The original pilot used sensors in 135 spaces on four blocks downtown, with a sensor in each and every space. To save money and expand coverage, an extensive pilot for approximately 1,200 on-street spaces across 50 blocks will combine one sensor per block with still cameras, pay station data and the parking app, producing the same occupancy information per block that previously one sensor per space produced. “This is aimed at providing accurate parking information across a wider area at a much-reduced cost,” says Bronson.
Administration and planning includes inspection, permits and regulation use cases that deploy connected sensors, house meters and similar devices, often in place of human inspectors with notebooks, tablets and smartphones.
“Engineers typically go out to test the structural integrity of bridges and tunnels every few years,” says Clarke. “With the right sensors and IoT, you could potentially get more continuous and granular information that could improve the prioritization of infrastructure repair and rebuilding. Even drones are used increasingly to access small or potentially dangerous areas that humans sometimes cannot get to easily.”
Much of the benefit and excitement of IoT revolves around data and analysis. “With IoT, cities and states get much more granular information and new information they never had before,” says Clarke. “They get a much better understanding of urban systems and their interactions with surroundings and, in the case of police, how officers react to different situations.”
Early gunshot-detection results have had a significant impact on community policing. “It was always assumed that gunshots were reported around 80 to 90 percent of the time,” says Clarke. “Now it’s clear the rate of calling 911 is around 20 to 30 percent. With that new information, communities are completely restructuring their scheduling and routing of police patrols.”
An April 2016 report from Verizon divides IoT analytics into descriptive analytics (“What happened?”), predictive analytics (“What could happen?”) and prescriptive analytics (“What should happen?”). Descriptive analytics use data aggregation and data mining to provide insight into the past. Predictive analytics use statistical models and forecasting techniques to understand what could happen in the future. Prescriptive analytics use optimization and simulation algorithms to advise on outcomes and machine automation.
In most cases, state and local governments’ architecture of IoT use involves digital sensors, which have become cheaper over time, along with preliminary processing to interpret local traffic images or other information and a network to transmit data. Today, networks can consist of the 4G LTE cellular networks, local Wi-Fi or proprietary low-powered wireless, all connected in many cases to a fiber backbone.

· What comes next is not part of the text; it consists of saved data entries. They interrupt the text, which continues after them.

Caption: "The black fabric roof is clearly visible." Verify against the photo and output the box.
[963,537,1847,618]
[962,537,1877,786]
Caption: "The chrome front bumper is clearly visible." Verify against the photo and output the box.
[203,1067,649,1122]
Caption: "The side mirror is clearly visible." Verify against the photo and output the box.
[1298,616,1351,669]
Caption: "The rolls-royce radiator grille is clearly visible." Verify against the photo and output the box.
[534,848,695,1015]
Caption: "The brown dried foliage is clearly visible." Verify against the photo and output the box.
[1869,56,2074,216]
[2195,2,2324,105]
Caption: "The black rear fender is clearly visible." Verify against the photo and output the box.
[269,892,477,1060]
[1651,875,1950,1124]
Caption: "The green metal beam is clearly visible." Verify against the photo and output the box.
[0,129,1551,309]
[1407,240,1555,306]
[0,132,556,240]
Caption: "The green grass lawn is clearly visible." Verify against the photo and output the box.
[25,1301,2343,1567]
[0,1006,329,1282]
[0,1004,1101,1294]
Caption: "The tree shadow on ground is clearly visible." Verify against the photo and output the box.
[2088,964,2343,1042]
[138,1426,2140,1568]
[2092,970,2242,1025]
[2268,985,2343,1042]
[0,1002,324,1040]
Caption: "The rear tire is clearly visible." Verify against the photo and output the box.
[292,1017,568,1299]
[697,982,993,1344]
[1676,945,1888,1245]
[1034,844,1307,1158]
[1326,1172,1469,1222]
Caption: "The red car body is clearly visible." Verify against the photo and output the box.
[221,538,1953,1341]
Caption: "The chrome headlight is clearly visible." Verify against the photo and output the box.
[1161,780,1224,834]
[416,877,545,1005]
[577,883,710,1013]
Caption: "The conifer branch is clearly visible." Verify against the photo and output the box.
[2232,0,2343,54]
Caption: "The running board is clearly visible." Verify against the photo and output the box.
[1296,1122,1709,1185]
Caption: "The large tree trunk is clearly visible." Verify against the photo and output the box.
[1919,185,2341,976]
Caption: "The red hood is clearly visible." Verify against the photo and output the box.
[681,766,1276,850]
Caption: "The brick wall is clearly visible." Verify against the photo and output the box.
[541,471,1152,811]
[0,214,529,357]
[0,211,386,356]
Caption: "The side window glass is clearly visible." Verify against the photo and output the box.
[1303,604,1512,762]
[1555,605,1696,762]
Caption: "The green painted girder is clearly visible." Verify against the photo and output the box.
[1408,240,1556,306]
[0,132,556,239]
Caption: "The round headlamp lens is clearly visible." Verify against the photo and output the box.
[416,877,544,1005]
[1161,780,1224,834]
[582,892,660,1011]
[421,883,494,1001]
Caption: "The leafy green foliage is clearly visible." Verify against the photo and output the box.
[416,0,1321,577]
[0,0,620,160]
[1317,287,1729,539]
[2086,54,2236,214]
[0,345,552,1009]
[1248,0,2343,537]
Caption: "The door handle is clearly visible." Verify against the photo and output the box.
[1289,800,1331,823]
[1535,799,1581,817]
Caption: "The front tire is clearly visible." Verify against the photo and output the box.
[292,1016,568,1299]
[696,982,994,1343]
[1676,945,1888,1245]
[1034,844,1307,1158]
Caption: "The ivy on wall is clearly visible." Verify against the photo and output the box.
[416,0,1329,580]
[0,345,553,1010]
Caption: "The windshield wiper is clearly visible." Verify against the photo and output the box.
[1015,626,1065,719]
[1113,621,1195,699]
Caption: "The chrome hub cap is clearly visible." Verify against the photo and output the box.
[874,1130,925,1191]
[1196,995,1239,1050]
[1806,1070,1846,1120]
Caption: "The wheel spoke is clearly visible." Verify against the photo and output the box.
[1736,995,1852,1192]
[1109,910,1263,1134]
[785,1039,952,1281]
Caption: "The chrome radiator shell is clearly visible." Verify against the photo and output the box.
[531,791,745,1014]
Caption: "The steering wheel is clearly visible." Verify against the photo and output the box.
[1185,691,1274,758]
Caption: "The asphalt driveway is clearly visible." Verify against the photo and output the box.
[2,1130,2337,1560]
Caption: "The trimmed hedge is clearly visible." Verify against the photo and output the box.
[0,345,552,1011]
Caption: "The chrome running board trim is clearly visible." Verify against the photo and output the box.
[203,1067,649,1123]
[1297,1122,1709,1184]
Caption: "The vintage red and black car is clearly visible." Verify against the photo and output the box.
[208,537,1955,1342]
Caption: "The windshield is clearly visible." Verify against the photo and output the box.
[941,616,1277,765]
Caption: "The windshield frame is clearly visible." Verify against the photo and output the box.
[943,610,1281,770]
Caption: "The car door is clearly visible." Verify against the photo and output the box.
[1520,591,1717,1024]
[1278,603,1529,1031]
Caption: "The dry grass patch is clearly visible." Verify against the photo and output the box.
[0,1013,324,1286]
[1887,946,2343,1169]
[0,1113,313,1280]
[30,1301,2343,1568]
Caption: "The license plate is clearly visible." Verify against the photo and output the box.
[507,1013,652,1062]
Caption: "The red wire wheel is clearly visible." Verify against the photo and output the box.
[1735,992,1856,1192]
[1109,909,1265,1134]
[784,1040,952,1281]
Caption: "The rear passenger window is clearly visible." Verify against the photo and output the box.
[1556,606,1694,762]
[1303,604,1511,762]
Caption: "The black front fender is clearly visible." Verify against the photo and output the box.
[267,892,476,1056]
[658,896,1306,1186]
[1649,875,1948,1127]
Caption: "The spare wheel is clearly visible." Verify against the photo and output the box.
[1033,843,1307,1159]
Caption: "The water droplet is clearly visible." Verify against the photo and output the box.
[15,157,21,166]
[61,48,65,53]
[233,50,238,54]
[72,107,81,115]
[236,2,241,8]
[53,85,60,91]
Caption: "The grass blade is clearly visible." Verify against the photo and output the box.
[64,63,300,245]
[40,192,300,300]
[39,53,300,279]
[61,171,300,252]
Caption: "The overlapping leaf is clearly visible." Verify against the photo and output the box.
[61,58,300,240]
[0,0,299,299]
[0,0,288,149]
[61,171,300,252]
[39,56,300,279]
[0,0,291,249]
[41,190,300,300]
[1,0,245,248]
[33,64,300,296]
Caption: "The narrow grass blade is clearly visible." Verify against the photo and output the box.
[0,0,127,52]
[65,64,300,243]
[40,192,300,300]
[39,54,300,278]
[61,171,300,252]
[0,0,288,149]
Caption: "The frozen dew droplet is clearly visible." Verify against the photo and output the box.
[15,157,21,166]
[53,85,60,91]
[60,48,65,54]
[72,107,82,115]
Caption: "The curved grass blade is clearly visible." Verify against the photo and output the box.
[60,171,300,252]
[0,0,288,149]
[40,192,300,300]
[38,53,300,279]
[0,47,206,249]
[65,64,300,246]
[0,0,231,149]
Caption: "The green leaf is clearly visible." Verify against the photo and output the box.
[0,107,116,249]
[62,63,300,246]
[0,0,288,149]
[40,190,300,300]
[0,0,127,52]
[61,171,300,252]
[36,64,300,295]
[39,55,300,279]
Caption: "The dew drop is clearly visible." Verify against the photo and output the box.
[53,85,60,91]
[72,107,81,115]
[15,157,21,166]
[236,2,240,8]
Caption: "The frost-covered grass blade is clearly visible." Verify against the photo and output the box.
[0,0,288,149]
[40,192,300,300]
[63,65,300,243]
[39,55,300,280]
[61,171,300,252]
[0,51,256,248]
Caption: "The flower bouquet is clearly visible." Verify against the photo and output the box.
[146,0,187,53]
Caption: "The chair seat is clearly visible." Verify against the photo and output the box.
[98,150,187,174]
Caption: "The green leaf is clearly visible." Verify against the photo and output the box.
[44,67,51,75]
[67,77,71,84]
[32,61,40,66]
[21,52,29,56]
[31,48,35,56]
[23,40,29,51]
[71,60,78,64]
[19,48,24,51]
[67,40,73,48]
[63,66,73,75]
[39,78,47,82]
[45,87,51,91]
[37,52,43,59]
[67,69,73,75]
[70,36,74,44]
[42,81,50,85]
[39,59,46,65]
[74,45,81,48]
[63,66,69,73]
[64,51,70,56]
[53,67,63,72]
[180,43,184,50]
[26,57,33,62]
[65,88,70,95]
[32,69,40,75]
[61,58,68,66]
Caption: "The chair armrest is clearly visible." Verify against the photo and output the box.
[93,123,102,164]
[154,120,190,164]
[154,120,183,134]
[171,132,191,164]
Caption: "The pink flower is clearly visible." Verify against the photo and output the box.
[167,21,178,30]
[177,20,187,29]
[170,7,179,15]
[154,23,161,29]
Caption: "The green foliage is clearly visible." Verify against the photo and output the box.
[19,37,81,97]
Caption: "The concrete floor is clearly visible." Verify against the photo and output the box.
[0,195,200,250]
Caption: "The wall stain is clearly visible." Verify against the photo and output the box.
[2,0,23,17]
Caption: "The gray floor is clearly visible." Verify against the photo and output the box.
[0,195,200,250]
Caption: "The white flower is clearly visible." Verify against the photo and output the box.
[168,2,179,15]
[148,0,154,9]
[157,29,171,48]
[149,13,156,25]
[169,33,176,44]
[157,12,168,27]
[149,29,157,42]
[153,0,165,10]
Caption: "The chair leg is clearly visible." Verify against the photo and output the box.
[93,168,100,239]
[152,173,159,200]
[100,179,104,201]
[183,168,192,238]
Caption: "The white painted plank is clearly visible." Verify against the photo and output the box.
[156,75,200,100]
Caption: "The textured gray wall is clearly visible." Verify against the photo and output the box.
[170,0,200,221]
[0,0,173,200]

Even public social networks can play a part in collecting traffic and similar types of information.
Data storage is often best deployed in a cloud-centric infrastructure that can store many types of data extracted from varied systems through APIs or other loose integration, according to Clarke. Big Data analytics systems can bring disparate types of data stored in the cloud together for powerful new insights.
The impact of IoT will be considerable but gradual, Clarke predicts. “We’re headed for big changes and transformation, thanks to IoT, but they will happen via a small, steady march. Five or 10 years will yield big, noticeable differences in the way government functions.”